La Cgil dell’Umbria e la Federconsumatori dell’Umbria esprimono "sconcerto per il cosiddetto 'decreto salva-banche', che interviene sulle situazioni critiche di Banca Marche, Banca Etruria, Carife e CariChieti". "Intanto - si legge in una nota di sindacato e associazione - è inspiegabile, a meno di interpretazioni di carattere politico e di interessi poco chiari, perché si salvino solo queste quattro realtà sulle 15 in amministrazione controllata in Italia. In ogni caso - prosegue la nota - il nostro territorio è coinvolto pienamente, in particolare nell’area del Gualdese, dove l’istituto di credito locale è stato riassorbito in passato da Banca Etruria".

"Per questo denunciamo la gravità della mancata salvaguardia dei piccoli clienti che hanno fatto ricorso a obbligazioni subordinate - si legge ancora nel comunicato - in quanto spesso inconsapevoli dei rischi presenti nei prodotti, tanto più se emessi nell’ultimo periodo e quando collegati in maniera poco chiara e trasparente alla concessione di mutui. Inoltre, spesso gli stessi dipendenti di queste banche, erano spinti o addirittura costretti dalle condizioni presenti all’intero degli istituti a collocare prodotti finanziari a rischio".

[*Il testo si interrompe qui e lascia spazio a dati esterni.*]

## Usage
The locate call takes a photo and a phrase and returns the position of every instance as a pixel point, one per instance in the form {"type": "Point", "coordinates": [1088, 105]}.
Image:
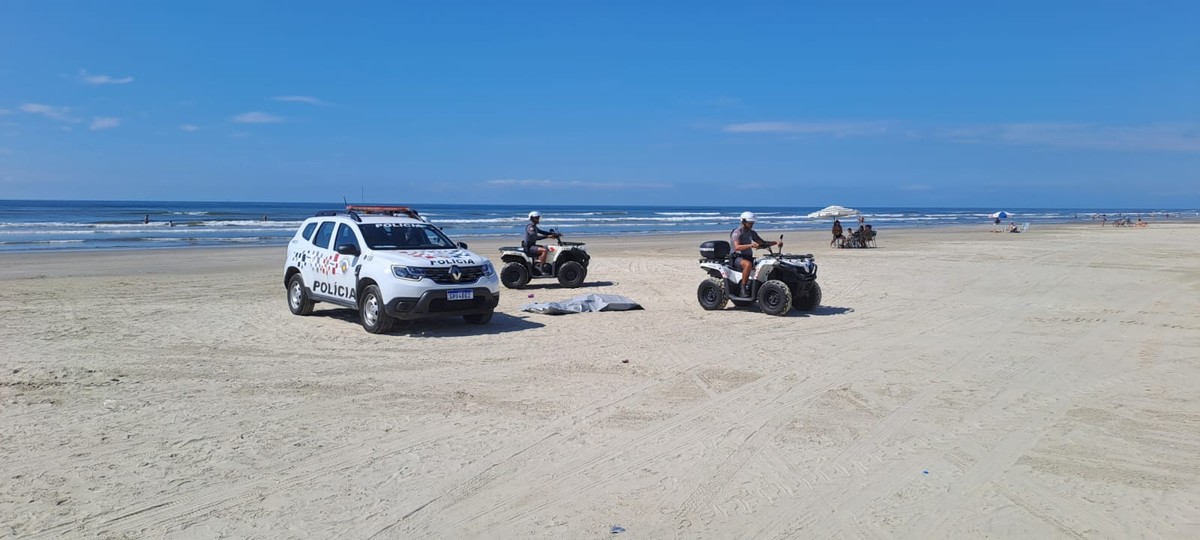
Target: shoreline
{"type": "Point", "coordinates": [949, 228]}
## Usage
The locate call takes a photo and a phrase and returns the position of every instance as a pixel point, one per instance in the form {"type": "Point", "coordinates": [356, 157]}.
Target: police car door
{"type": "Point", "coordinates": [322, 279]}
{"type": "Point", "coordinates": [345, 268]}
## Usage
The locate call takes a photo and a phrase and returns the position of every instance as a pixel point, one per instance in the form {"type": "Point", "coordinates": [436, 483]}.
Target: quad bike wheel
{"type": "Point", "coordinates": [711, 294]}
{"type": "Point", "coordinates": [515, 275]}
{"type": "Point", "coordinates": [809, 300]}
{"type": "Point", "coordinates": [571, 274]}
{"type": "Point", "coordinates": [774, 298]}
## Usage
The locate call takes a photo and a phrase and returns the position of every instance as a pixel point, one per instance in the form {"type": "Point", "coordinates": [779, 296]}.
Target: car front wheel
{"type": "Point", "coordinates": [298, 298]}
{"type": "Point", "coordinates": [371, 311]}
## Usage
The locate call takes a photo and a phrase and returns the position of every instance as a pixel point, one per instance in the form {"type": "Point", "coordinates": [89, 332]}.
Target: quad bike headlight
{"type": "Point", "coordinates": [406, 273]}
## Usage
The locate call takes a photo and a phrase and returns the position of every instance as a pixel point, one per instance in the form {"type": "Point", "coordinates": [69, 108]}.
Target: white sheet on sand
{"type": "Point", "coordinates": [587, 303]}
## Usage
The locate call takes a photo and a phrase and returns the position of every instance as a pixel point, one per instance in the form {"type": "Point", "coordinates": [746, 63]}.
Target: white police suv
{"type": "Point", "coordinates": [388, 263]}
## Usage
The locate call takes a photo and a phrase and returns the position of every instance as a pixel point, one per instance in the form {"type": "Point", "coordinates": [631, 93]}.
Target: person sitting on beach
{"type": "Point", "coordinates": [744, 240]}
{"type": "Point", "coordinates": [531, 243]}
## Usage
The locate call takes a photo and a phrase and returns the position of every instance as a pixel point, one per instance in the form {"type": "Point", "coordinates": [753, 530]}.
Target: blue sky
{"type": "Point", "coordinates": [1079, 105]}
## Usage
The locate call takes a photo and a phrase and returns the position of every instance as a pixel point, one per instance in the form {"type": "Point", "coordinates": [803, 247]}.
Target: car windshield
{"type": "Point", "coordinates": [405, 237]}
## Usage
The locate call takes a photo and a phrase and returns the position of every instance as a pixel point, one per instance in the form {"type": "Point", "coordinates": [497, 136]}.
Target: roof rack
{"type": "Point", "coordinates": [384, 210]}
{"type": "Point", "coordinates": [337, 213]}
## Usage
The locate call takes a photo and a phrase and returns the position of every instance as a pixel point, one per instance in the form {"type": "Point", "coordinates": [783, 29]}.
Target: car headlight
{"type": "Point", "coordinates": [406, 273]}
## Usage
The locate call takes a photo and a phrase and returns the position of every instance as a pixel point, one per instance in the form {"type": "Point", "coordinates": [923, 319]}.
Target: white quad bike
{"type": "Point", "coordinates": [568, 262]}
{"type": "Point", "coordinates": [778, 281]}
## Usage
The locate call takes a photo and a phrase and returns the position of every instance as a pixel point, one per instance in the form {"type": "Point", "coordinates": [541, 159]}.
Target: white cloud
{"type": "Point", "coordinates": [837, 129]}
{"type": "Point", "coordinates": [105, 123]}
{"type": "Point", "coordinates": [51, 112]}
{"type": "Point", "coordinates": [97, 79]}
{"type": "Point", "coordinates": [577, 184]}
{"type": "Point", "coordinates": [257, 118]}
{"type": "Point", "coordinates": [309, 100]}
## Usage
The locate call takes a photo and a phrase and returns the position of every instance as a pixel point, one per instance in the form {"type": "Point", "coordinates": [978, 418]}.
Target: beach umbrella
{"type": "Point", "coordinates": [834, 211]}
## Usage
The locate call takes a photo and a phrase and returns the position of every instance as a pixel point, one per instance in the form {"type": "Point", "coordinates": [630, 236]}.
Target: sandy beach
{"type": "Point", "coordinates": [955, 383]}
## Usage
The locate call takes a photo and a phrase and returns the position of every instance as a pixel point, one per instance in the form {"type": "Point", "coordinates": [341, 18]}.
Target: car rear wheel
{"type": "Point", "coordinates": [515, 275]}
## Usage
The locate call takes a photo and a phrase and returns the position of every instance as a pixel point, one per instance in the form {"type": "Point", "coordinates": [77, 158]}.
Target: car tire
{"type": "Point", "coordinates": [478, 318]}
{"type": "Point", "coordinates": [571, 274]}
{"type": "Point", "coordinates": [774, 298]}
{"type": "Point", "coordinates": [515, 275]}
{"type": "Point", "coordinates": [298, 297]}
{"type": "Point", "coordinates": [371, 311]}
{"type": "Point", "coordinates": [711, 294]}
{"type": "Point", "coordinates": [810, 299]}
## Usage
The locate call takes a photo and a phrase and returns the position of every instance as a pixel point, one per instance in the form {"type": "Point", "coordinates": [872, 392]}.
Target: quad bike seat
{"type": "Point", "coordinates": [715, 250]}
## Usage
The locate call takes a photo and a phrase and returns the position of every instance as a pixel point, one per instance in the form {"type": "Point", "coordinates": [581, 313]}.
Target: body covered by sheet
{"type": "Point", "coordinates": [587, 303]}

Cgil e Federconsumatori dell'Umbria chiedono "un intervento celere" dei parlamentari umbri, della Regione, dei consiglieri regionali eletti sul territorio per sollecitare il governo nazionale a salvaguardare i risparmiatori, "che tra l’altro - sottolineano - sono concentrati in una delle aree di crisi maggiori per la nostra regione".

"Al tempo stesso - concludono Cgil e Federconsumatori - siamo convinti della necessità di un cambiamento di carattere culturale nell’approccio dei cittadini e dei risparmiatori verso gli istituti di credito, che vengono troppo spesso confusi con istituzioni o soggetti pubblici, quando sono meramente aziende private che guardano al proprio tornaconto e non agli interessi generali".

Sabato 5 dicembre alle ore 15.30 presso il teatro Don Bosco di Gualdo Tadino la Federconsumatori umbra ha organizzato un’assemblea pubblica, con la partecipazione della Cgil e invitando parlamentari, sindaci dei territori interessati e consiglieri regionali, per fare il punto con i cittadini coinvolti e chiedere la non ratifica del decreto in Parlamento.